L’âge, le nombre de traitements et les antécédents comptent également. Une personne qui ne prend qu’un médicament ponctuel n’est pas exposée au même contexte qu’un patient âgé prenant plusieurs traitements tous les jours. Il n’existe donc pas de réponse universelle à la question: « Puis-je prendre cette plante? »
La bonne question est plutôt: quel est le produit exact, quelle quantité est utilisée, pour quel objectif, avec quels médicaments et dans quel état de santé? Ce déplacement peut sembler modeste, mais il transforme une recherche générale en évaluation concrète.
Comment intégrer la phytothérapie sans perdre le fil de son suivi médical
La phytothérapie peut trouver une place dans un parcours de bien-être ou de soins, à condition de rester reliée à la réalité du corps et aux traitements déjà en cours. Vous pouvez apporter le flacon, photographier l’étiquette ou noter les ingrédients avant de demander conseil. Le nom commercial seul n’est pas toujours suffisant.
Il est également utile de distinguer trois moments:
1. Avant la prise, lorsque vous envisagez un complément pour le sommeil, le stress, la digestion, l’énergie ou les douleurs. C’est le moment le plus simple pour vérifier les interactions.
2. Au début de l’utilisation, lorsque de nouveaux symptômes apparaissent ou que l’effet d’un traitement habituel semble changer. Une modification n’est pas forcément due à la plante, mais elle doit être signalée.
3. Avant un examen ou une intervention, lorsque l’équipe soignante doit connaître l’ensemble des produits consommés, même ceux qui ne sont pas considérés comme des médicaments.
Le pharmacien peut aider à repérer une interaction connue à partir de la liste complète. Le médecin reste le professionnel capable d’évaluer le rapport entre le bénéfice attendu, les antécédents et la nécessité de poursuivre ou d’adapter un traitement. Lorsque plusieurs produits sont associés, cet échange devient d’autant plus utile.
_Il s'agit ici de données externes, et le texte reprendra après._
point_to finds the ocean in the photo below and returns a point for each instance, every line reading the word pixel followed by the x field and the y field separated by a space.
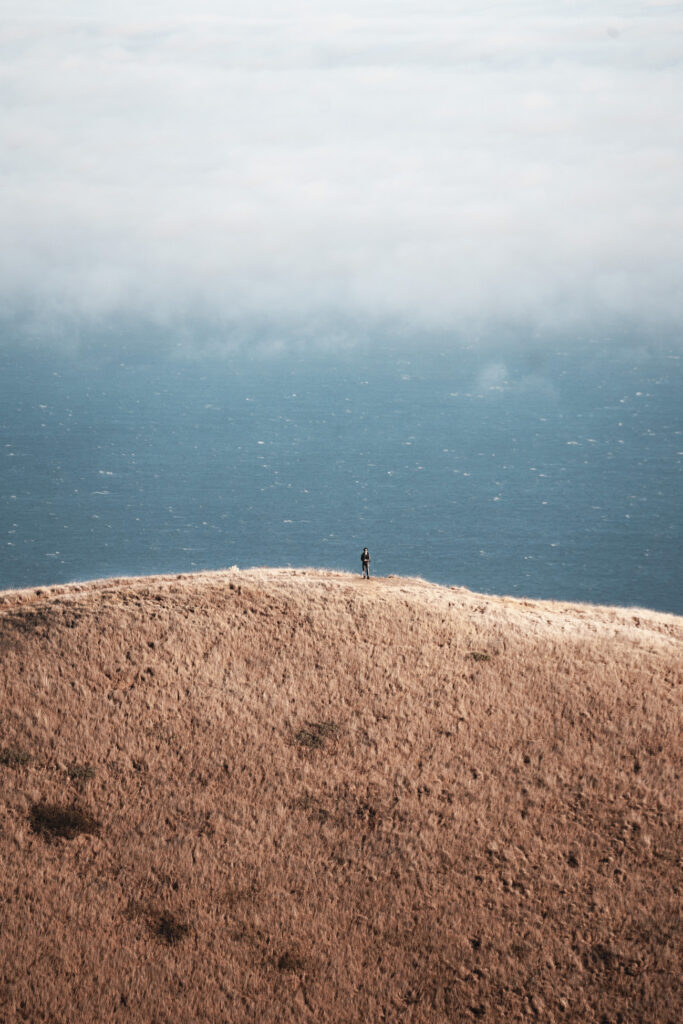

La respiration consciente, la sophrologie, la méditation guidée ou certains rituels d’ancrage peuvent aussi accompagner une démarche de mieux-être sans ajouter de substance active susceptible d’interagir avec un médicament. Cela ne remplace pas un traitement lorsque celui-ci est nécessaire, mais peut ouvrir un espace complémentaire pour agir sur le stress, la qualité du sommeil ou le ressenti corporel.
L’objectif n’est pas de vivre dans la crainte de chaque plante. Il est de retrouver une relation plus précise avec ce que l’on prend, avec les effets recherchés et avec les signaux que le corps envoie. Une gélule de curcuma concentré, un extrait de ginkgo ou une préparation de millepertuis ne sont pas de simples accessoires de routine: ce sont des produits actifs, à inscrire dans le même paysage de vigilance que le reste du traitement.
La phytothérapie et les médicaments peuvent parfois coexister, mais cette association ne se décide pas sur la seule promesse du naturel. Elle se construit à partir d’une information complète, d’un produit identifié et d’un dialogue avec les professionnels qui suivent votre santé. C’est dans cet espace de clarté, sans culpabilisation et sans automatisme, que les pratiques de bien-être peuvent trouver leur juste place.